The hiring is part of Mr. Akerson's strategy to reduce sharply G.M.'s reliance on outside technology. The strategy carries risk, though, because G.M. must prove it can manage its own information more effectively than an outside firm can.
Steve Schwinke, G.M.'s director of applications and application ecosystem development, says that he plans on doubling his team of in-house app developers to 100 by the end of the year and that he counts the hiring of Mr. Meyers from Amazon and another developer from gotomeeting.com in Los Angeles as major coups. He is making space for the increase this summer by knocking down cubicle walls to create an open space for Nerf ball fights and Red Bull shots on the 22nd floor of G.M.'s Renaissance Center headquarters.
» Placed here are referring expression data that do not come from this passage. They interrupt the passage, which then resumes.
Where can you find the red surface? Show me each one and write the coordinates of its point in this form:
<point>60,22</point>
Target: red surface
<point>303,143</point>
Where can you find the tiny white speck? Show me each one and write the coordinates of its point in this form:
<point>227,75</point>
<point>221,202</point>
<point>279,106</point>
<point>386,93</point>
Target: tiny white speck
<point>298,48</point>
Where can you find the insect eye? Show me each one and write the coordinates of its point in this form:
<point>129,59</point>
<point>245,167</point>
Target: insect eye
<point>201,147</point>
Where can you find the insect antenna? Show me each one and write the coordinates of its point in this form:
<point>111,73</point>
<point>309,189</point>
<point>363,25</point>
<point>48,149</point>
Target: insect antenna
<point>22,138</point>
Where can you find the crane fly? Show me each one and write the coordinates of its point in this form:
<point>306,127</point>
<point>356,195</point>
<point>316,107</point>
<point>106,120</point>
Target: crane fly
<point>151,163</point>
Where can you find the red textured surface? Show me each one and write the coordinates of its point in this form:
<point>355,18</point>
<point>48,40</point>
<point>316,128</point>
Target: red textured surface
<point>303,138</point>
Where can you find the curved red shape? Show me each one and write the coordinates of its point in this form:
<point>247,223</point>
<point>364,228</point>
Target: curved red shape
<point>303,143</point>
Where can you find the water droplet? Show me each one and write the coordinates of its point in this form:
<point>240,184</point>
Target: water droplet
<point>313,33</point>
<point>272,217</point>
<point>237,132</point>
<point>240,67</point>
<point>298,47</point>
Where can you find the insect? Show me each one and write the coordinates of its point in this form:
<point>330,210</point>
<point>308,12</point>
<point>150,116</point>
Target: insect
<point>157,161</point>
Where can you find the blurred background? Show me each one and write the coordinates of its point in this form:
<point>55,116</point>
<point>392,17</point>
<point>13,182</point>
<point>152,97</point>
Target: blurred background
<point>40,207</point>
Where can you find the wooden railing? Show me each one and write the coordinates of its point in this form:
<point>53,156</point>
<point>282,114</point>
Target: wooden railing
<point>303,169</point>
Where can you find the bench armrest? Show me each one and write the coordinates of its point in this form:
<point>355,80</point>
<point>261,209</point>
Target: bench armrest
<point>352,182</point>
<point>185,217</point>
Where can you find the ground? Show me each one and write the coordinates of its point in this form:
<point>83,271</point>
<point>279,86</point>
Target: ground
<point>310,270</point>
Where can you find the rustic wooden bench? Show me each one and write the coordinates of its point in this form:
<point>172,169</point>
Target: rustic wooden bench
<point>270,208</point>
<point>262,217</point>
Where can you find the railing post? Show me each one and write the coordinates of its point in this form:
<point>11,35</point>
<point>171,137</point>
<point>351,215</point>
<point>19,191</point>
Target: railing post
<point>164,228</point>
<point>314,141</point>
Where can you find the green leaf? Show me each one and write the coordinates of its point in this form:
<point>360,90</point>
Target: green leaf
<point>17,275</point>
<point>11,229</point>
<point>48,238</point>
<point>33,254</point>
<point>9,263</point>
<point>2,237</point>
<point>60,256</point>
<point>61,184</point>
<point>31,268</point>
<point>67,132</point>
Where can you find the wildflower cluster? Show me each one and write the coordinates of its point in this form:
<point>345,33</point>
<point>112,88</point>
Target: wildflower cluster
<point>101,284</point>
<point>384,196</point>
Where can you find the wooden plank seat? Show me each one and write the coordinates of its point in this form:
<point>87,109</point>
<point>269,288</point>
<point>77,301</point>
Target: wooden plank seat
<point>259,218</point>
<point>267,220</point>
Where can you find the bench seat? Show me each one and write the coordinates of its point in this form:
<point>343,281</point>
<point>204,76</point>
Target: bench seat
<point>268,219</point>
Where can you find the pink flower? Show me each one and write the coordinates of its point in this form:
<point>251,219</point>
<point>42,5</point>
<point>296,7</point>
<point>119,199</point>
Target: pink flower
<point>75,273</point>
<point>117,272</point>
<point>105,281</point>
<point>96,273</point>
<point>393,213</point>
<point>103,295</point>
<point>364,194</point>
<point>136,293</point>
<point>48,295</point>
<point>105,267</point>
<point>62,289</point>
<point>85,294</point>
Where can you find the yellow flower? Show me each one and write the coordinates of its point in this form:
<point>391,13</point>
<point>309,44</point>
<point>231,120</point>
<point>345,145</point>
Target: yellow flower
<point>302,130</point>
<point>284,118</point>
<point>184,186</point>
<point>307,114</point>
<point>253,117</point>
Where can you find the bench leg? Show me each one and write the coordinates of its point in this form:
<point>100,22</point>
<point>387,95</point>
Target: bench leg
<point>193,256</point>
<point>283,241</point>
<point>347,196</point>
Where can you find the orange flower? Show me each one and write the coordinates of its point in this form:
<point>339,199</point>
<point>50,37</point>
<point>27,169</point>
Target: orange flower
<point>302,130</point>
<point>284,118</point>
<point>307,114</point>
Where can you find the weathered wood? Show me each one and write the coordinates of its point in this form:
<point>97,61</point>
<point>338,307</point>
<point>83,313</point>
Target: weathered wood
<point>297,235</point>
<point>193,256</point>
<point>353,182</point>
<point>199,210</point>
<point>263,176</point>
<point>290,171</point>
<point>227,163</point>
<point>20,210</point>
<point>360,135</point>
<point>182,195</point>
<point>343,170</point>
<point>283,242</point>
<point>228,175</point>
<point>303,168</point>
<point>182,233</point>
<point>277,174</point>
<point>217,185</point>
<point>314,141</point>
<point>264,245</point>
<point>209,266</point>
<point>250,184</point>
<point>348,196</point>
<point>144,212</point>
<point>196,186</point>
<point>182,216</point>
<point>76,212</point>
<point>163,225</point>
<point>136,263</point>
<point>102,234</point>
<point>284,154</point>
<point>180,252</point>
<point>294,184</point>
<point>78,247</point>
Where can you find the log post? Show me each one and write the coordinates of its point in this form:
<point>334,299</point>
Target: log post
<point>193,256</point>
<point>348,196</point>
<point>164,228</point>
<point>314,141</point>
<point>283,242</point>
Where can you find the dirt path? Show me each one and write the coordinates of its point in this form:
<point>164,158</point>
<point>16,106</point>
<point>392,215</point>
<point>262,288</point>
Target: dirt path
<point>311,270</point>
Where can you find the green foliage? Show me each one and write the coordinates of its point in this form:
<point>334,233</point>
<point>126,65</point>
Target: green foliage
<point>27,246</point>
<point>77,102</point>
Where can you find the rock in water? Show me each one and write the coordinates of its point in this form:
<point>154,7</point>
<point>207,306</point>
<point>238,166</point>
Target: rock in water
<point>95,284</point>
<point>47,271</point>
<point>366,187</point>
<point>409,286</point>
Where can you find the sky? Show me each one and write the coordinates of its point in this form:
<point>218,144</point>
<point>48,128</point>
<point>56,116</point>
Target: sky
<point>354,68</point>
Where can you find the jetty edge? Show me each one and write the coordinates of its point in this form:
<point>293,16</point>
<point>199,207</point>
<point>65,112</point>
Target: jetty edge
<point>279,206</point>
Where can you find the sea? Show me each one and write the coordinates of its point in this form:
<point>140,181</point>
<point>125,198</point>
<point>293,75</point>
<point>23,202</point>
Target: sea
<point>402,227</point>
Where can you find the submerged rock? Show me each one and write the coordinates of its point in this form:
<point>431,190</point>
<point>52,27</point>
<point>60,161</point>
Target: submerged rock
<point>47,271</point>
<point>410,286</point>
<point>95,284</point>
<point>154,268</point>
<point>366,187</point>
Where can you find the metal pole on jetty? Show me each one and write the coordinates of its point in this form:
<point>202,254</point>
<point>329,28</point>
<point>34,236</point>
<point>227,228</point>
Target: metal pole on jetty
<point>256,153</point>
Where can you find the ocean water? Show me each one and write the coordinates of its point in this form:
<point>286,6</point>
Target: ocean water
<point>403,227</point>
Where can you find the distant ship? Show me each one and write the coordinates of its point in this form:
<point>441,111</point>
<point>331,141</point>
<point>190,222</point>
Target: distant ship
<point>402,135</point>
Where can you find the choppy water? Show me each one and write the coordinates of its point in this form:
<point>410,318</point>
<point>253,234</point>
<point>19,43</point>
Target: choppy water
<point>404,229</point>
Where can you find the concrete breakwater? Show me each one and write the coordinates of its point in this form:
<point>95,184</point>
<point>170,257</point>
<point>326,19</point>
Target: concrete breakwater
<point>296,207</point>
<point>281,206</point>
"A lot of people are really interested in the space because it's new," Mr. Schwinke said. "It's a new screen."
To find those workers, G.M. and other automakers will be competing for talent against industries like defense and health care and against technology firms themselves. That means appealing to young workers' preferences for work-life integration, Ms. Kurtz of Ford said, including options for telecommuting and flexible work hours. "We recognize the generation of people we're hiring may not have the traditional 9-to-5 mind-set that baby boomers have," she said.
In downtown Detroit, the action has pulled several developers from both coasts, including Bill Camp, who worked in San Francisco for six years in Web development but returned home to Michigan in January to join Detroit Labs, where he is vice president for business development. Like Google, Detroit Labs allows employees to spend 20 percent of their time on their own projects, and many innovations, he said, have stemmed from that.
"I wouldn't have gone back if I didn't sense a change in what's happening in Detroit," Mr. Camp said.